I have an eight (8) node Server 2016 Hyper-V cluster.  The nodes are split between two Dell chassis, if that matters, with a dedicated host management network/private network, iSCSI network and fiber channel connection to each blade using individual switches in the chassis.  The CSVs consist of six (6) iSCSI all-flash backed LUNs and six (6) FC spinning-disk backed LUNs, with one iSCSI flash LUN for a quorum disk.  Most of the VMs are held on the iSCSI disks, for performance reasons, with data VHDs being held on the FC LUNs.

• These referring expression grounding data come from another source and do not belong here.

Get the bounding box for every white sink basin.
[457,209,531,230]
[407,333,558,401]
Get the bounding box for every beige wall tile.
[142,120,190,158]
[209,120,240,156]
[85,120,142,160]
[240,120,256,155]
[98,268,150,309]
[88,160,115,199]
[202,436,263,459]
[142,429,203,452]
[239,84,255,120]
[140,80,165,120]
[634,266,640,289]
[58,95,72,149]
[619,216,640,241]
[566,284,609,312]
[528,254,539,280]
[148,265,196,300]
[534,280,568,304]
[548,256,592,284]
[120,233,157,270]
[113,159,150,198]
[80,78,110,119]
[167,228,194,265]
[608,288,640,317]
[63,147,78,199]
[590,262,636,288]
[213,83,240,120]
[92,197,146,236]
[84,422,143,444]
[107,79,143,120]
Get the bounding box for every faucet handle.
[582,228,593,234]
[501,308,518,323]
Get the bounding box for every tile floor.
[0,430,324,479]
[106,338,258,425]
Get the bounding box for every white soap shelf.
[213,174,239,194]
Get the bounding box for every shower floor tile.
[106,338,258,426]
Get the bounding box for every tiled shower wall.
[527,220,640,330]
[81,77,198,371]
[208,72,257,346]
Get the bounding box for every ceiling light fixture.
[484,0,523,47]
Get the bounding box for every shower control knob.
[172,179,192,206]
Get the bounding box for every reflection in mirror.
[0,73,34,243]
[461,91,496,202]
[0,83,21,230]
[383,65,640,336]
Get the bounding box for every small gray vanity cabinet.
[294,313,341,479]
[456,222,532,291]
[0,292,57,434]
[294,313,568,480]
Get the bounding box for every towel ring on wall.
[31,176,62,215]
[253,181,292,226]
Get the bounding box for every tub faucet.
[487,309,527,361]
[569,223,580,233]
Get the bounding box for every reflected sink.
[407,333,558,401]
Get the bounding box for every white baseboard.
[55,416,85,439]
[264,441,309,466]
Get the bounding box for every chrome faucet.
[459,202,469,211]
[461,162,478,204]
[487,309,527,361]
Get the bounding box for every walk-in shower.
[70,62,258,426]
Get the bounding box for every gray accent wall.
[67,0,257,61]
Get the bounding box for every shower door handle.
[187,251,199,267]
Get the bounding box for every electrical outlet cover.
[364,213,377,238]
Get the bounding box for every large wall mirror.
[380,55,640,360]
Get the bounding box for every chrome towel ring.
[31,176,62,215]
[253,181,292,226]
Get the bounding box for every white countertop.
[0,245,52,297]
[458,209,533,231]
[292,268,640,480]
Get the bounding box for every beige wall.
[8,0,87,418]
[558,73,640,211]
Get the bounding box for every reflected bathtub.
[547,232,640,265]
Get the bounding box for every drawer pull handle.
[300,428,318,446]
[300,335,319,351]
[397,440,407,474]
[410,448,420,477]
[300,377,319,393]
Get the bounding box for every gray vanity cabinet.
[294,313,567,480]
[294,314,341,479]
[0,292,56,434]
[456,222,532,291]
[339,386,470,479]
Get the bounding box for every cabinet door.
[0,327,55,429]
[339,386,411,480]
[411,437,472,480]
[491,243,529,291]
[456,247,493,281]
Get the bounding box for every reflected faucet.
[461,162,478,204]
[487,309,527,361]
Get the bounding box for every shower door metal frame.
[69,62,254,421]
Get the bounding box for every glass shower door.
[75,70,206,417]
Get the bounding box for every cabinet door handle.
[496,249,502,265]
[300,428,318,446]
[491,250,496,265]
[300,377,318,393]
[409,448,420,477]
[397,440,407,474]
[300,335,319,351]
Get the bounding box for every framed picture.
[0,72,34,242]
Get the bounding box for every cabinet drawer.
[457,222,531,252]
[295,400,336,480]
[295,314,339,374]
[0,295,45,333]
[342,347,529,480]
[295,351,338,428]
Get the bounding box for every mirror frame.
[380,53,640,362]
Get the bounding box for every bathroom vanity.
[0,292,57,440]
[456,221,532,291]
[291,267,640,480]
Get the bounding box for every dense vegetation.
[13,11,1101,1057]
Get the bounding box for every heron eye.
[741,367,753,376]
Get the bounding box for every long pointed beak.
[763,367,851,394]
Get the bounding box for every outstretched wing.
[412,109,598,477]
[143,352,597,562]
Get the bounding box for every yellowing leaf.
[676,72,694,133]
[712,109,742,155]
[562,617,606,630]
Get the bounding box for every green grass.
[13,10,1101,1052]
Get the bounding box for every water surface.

When a machine is properly paused/drained to be rebooted, for any reason (patching, maintenance, etc.), when it rejoins the cluster after being rebooted, all of the cluster disks in the GUI start to flash.  The stats, such as the size of the disk, disappear and then reappear quickly.  In the events, on the rebooted node, I can start to see "'STATUS_BAD_NETWORK_PATH(c00000be)'. All I/O will temporarily be queued until a path to the volume is reestablished." error messages.  This event throws for seemingly random CSVs, as it could be all of them, or a subset of disks, but it never seems to be consistent.  Mind you, the node is still paused, it has all of its networking capabilities and is properly communicating with the other cluster nodes.

At this point, the other nodes begin to throw errors on the same disks the rebooted node was complaining about, especially the nodes that are the owner of those disks.  Then, the majority of times, the CSV will fail and run through recovery options to come back up on another node, causing several VMs to crash in the process.

One last odity in this is that even though the rebooted node complains about a BAD_NETWORK_PATH for some of the FC disks, none of the FC data disks have ever failed, only the iSCSI all-flash LUNs.  This is more detrimental to me though, because the majority of OS disks are held on these LUNS.

Any help is greatly appreciated, thanks!